Come dovrebbe essere questo parco agroalimentare?
«Lo immagino come un parco che in larga parte mantiene le caratteristiche del progetto presentato e approvato a novembre scorso al Bie di Parigi. Una zona di serre bioclimatiche dove si fa ricerca e divulgazione sul rapporto tra agricoltura e natura, e un’area di coltivazione dove al posto delle filiere dei 130 paesi ospiti di Expo ci saranno le 21 regioni italiane con i loro prodotti.
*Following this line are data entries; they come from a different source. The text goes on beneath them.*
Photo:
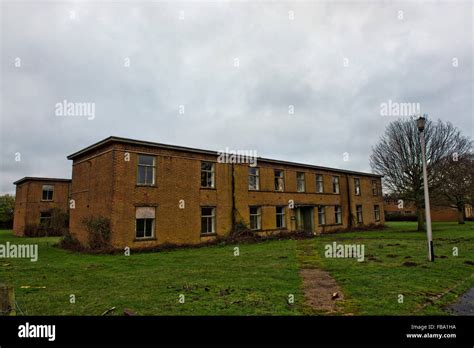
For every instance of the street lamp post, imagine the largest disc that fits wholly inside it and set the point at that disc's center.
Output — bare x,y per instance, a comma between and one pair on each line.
421,127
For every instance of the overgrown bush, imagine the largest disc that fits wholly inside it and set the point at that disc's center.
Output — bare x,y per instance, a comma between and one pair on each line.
400,217
58,225
98,229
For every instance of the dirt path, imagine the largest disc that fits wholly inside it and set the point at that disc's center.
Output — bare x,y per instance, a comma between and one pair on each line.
321,291
464,305
319,288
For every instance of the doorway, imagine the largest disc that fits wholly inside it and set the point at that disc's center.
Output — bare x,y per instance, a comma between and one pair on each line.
305,219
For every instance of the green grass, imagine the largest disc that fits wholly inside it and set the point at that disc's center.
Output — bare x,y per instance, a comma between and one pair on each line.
258,282
373,287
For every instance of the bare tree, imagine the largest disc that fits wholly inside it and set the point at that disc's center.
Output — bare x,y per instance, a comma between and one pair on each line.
397,157
458,183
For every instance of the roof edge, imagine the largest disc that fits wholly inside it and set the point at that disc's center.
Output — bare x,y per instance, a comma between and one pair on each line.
37,178
112,139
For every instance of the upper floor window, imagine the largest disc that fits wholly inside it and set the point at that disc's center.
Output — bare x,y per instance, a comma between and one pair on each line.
335,184
359,214
279,180
319,183
144,222
208,220
377,212
357,186
48,191
322,215
338,214
375,188
255,218
207,174
300,184
280,217
254,179
45,219
146,170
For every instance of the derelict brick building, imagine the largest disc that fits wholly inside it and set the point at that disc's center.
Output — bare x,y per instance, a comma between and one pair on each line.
155,193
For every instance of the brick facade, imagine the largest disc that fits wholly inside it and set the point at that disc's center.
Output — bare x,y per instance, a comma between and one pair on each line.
29,202
104,182
438,213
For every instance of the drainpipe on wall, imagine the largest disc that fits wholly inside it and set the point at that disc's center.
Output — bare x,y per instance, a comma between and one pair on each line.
349,202
233,196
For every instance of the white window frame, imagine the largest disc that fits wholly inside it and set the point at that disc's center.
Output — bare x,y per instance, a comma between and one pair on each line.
335,185
153,166
279,181
377,212
258,216
319,183
47,188
321,213
300,180
357,186
149,214
338,214
360,219
212,217
280,215
255,175
211,172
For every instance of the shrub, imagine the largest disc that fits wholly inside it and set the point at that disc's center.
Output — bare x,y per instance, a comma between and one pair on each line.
98,229
57,226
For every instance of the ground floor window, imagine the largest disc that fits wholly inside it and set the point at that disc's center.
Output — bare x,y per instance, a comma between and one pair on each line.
322,215
208,220
338,214
145,222
377,212
359,214
45,219
280,216
255,218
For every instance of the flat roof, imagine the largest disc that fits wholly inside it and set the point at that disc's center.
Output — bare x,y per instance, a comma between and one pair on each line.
114,139
37,178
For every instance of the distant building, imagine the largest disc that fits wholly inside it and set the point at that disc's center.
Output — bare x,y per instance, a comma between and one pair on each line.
156,193
35,198
401,210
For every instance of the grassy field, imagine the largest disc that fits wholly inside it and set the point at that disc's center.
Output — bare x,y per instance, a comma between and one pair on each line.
258,282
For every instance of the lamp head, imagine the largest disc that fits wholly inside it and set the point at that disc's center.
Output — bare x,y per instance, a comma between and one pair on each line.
421,122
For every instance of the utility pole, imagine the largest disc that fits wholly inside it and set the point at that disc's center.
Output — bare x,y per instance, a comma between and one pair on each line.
421,122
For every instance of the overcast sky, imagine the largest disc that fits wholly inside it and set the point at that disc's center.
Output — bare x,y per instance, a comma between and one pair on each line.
238,69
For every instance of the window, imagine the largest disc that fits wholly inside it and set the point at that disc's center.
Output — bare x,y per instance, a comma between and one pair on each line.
208,220
319,183
377,212
279,180
146,170
48,191
45,219
300,186
338,214
335,184
280,216
357,186
375,189
144,222
254,180
359,214
207,174
255,218
322,215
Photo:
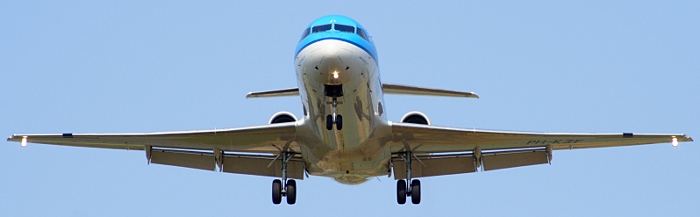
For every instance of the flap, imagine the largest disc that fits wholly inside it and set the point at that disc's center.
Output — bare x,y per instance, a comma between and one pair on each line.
262,167
435,166
510,159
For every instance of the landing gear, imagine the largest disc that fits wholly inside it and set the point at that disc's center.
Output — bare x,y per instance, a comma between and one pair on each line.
291,192
276,191
403,189
415,191
289,189
334,118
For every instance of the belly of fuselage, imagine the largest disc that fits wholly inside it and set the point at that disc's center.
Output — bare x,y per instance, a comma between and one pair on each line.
355,152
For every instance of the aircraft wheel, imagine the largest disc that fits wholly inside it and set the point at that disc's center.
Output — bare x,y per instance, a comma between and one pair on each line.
291,192
415,191
339,122
276,191
401,191
329,122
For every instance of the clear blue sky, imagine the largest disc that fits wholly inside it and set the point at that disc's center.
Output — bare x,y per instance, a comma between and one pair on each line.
545,66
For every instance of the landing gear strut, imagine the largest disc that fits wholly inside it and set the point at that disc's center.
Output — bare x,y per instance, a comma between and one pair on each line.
334,91
407,187
334,118
289,189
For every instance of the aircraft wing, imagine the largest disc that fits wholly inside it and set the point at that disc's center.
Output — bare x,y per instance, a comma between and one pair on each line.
444,150
247,150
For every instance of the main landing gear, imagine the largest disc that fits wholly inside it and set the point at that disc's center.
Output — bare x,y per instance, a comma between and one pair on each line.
403,189
289,188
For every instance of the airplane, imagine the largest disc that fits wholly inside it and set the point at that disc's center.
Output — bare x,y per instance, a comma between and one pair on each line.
344,133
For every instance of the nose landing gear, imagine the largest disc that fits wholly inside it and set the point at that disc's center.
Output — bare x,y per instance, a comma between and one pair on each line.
334,91
334,118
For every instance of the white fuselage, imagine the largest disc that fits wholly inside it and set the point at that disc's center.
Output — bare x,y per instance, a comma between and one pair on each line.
360,149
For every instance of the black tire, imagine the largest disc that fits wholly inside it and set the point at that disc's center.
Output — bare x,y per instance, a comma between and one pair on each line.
329,122
339,122
401,191
276,191
415,191
291,192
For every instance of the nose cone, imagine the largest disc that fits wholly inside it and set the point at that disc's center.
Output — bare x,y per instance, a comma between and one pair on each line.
331,62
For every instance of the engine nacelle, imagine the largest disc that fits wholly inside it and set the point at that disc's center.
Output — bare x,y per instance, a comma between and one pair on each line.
415,118
282,117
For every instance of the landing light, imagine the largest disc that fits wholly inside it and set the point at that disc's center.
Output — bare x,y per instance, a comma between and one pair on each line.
674,142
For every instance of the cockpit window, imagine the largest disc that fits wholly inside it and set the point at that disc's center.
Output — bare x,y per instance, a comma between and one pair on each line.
362,34
345,28
321,28
306,33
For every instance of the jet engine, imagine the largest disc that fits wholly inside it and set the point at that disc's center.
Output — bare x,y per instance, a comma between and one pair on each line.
282,117
415,118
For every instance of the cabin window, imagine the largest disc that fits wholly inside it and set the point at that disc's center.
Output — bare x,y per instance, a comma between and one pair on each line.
344,28
321,28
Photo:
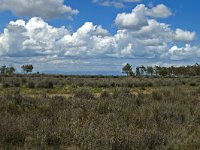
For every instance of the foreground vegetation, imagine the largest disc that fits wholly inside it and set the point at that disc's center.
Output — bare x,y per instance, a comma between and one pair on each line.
99,113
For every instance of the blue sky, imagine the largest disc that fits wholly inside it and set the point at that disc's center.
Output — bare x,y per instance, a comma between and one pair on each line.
98,36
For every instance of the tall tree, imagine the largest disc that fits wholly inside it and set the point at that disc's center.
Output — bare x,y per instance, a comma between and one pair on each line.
27,68
10,70
150,70
3,70
127,69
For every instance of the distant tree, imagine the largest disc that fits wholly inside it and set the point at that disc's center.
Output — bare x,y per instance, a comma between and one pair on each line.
27,68
137,71
142,70
150,70
127,69
3,70
10,70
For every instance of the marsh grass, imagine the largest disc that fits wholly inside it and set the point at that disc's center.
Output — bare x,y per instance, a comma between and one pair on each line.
168,117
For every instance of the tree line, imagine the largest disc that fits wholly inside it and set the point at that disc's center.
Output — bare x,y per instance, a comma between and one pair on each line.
189,70
10,70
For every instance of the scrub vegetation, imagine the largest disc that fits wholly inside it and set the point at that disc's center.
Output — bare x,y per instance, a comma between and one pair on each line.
99,113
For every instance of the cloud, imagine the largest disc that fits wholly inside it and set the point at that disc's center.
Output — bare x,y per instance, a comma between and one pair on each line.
141,37
182,35
47,9
114,3
185,52
159,11
140,15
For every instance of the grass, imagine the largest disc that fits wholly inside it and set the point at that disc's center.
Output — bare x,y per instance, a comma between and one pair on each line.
100,113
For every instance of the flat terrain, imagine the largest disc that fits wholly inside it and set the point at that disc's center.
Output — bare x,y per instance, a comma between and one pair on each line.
99,113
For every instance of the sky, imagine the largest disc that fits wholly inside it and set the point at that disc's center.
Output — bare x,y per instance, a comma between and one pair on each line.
98,36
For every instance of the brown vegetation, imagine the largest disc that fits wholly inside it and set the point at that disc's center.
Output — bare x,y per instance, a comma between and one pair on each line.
100,114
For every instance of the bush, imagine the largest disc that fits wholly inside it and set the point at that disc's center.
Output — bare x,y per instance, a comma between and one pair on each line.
31,85
45,84
84,93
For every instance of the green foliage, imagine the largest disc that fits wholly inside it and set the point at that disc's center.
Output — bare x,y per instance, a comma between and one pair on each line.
127,69
27,68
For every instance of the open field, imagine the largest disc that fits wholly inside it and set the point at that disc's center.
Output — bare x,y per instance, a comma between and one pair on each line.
99,113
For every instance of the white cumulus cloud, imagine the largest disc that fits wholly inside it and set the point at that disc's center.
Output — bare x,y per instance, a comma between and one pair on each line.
46,9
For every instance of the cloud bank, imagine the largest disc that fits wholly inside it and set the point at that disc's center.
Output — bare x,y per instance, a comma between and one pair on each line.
47,9
139,35
114,3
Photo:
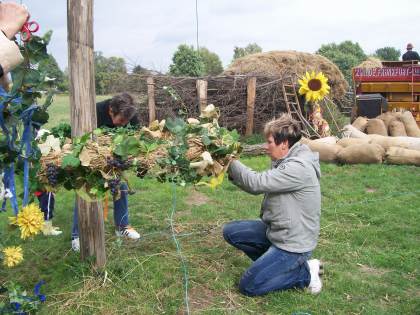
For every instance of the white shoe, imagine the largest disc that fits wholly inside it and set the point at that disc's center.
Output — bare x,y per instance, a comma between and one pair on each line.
315,285
49,230
75,244
128,232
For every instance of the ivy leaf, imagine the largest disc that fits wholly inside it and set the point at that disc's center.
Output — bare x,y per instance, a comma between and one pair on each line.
70,161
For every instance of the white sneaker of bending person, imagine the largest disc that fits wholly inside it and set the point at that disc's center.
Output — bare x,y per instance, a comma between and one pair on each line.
315,285
75,244
127,232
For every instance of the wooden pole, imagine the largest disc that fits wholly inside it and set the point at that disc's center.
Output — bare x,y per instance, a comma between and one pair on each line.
151,99
83,116
202,94
250,103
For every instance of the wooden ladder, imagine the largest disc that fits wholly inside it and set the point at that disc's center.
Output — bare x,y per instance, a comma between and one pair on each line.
293,107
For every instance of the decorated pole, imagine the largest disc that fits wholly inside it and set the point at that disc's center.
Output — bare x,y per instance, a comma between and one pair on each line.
83,116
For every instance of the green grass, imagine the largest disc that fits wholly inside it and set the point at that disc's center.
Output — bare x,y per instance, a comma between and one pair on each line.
370,236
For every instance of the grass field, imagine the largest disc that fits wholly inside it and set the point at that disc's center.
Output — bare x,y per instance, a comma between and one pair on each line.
370,242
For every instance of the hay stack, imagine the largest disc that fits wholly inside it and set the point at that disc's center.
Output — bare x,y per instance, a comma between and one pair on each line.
280,63
370,63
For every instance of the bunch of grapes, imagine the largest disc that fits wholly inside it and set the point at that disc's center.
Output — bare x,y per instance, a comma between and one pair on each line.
118,163
114,185
52,173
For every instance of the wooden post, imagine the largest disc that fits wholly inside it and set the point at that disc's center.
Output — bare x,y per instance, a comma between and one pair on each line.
202,94
250,102
151,99
83,116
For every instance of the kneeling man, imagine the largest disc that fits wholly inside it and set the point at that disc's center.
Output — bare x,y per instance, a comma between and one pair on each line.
280,244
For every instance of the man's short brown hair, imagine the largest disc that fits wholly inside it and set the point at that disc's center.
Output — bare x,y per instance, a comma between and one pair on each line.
123,104
282,129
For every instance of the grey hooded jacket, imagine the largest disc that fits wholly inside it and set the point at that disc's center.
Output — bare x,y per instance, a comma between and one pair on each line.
291,207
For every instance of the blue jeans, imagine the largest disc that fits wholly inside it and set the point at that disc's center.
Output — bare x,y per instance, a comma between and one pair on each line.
273,268
120,212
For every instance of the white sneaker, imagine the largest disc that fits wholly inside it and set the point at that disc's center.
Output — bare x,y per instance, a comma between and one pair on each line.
315,285
49,230
75,244
128,232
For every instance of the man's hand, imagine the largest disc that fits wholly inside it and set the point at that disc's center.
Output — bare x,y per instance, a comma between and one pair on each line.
12,18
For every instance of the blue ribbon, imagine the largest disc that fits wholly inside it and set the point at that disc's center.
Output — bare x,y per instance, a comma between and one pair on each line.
11,136
27,137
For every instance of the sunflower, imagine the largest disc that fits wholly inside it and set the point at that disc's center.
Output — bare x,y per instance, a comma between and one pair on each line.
314,86
30,220
12,256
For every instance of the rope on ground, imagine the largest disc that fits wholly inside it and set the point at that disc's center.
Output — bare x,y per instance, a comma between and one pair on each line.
178,248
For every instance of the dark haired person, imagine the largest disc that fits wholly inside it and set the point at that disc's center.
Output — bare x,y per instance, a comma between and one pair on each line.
281,242
115,112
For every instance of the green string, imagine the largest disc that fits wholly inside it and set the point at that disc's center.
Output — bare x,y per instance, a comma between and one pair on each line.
178,247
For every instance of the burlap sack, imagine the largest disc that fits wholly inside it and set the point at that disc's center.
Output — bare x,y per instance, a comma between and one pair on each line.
351,132
327,152
345,142
412,143
376,126
396,128
395,155
360,123
387,142
328,140
387,118
410,124
361,153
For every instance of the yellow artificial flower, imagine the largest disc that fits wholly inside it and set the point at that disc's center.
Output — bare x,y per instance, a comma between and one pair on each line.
30,220
214,181
314,86
12,256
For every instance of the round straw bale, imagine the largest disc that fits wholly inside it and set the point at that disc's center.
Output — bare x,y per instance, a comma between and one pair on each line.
410,124
387,142
387,118
328,140
395,155
345,142
327,152
351,132
281,63
361,153
371,62
396,128
360,123
376,126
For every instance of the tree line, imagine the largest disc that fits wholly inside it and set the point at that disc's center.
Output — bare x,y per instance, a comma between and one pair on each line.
187,61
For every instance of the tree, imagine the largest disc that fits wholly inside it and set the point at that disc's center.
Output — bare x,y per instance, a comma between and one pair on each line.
239,52
52,70
212,63
388,53
186,62
107,72
345,55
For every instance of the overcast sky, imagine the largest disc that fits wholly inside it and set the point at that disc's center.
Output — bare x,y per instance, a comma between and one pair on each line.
148,32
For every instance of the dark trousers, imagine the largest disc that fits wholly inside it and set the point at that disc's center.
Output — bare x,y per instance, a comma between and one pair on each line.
46,203
272,268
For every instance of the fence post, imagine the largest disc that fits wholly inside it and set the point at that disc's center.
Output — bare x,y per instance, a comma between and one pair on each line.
250,103
202,94
83,116
151,99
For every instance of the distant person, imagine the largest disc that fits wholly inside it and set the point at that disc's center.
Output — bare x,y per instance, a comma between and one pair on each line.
410,54
115,112
12,18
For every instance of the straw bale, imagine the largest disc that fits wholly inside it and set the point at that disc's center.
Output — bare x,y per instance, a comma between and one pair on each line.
371,62
281,63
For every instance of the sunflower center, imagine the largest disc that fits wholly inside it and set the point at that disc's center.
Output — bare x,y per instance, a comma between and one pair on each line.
314,84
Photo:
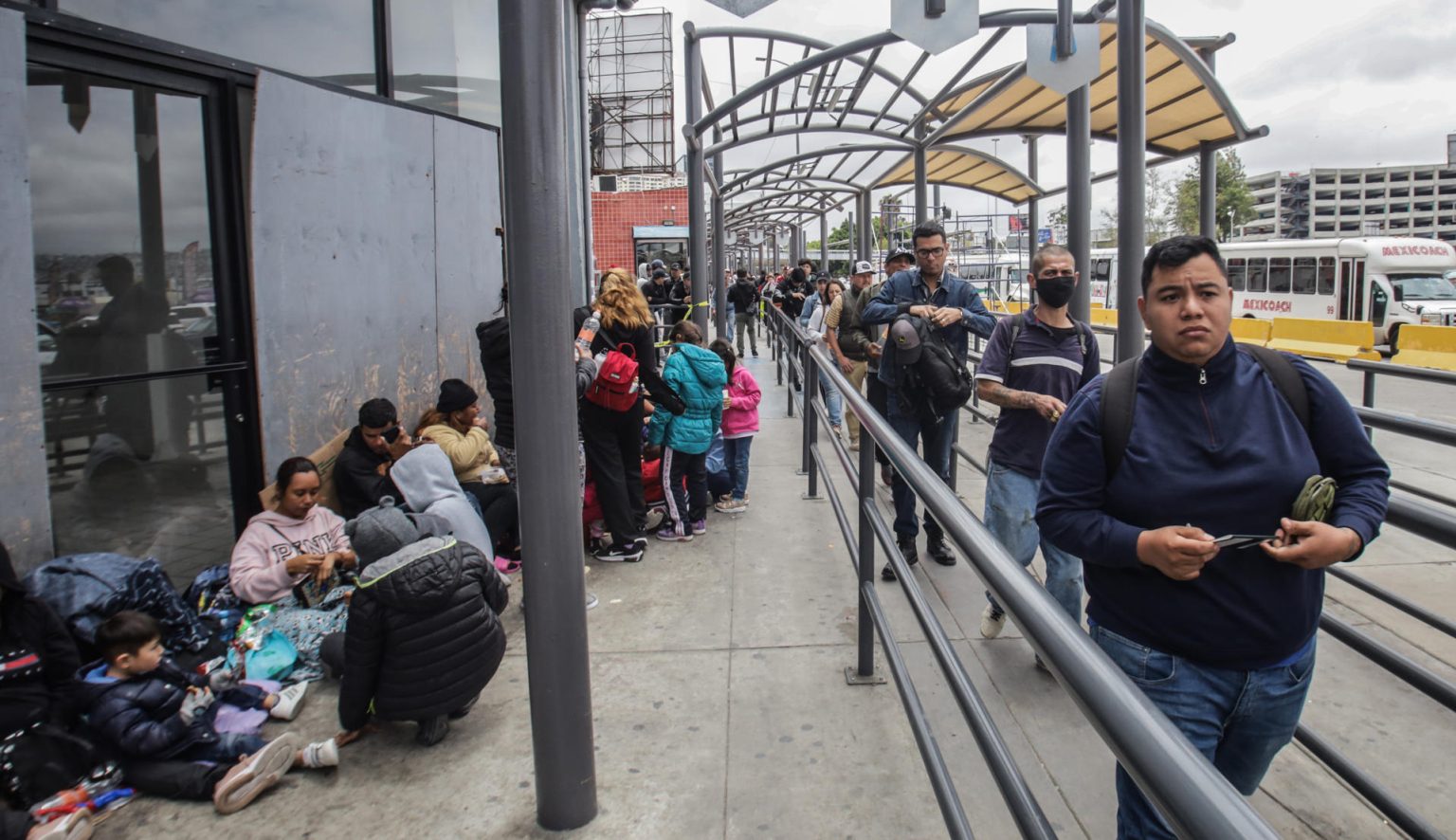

Questa come base di partenza su cui si possono costruire diverse iniziative».
Per esempio?
«La cosa più bella sarebbe trasformare i lotti di terreno coltivato in luoghi per mostrare le eccellenze delle filiere italiane e come location per un Salone internazionale dell’agroalimentare che potrebbe svolgersi in ottobre, come contraltare del Salone del mobile di aprile. Sarebbe un’occasione per far venire ogni anno il mondo dell’alimentazione a Milano, favorire il commercio e i rapporti internazionali. Si potrebbe pensare anche a un fuori salone che coinvolga la ristorazione e il sistema del commercio».
Fare di Expo un evento permanente, quindi?
«Perché no? Un parco agroalimentare sarebbe un’attrazione in ogni giorno dell’anno».
Chi dovrebbe gestire il parco? E con quali risorse?
«Durante la stesura del masterplan abbiamo fatto uno studio attento del mercato e abbiamo già attivato i contatti con alcuni gestori di parchi a tema. In Cornovaglia, per esempio, c’è un parco simile, l’Eden Park, che registra un milione e mezzo di visitatori l’anno ed è in capo al mondo. Per la parte invece degli orti regionali credo che non sarà difficile trovare la collaborazione degli enti locali».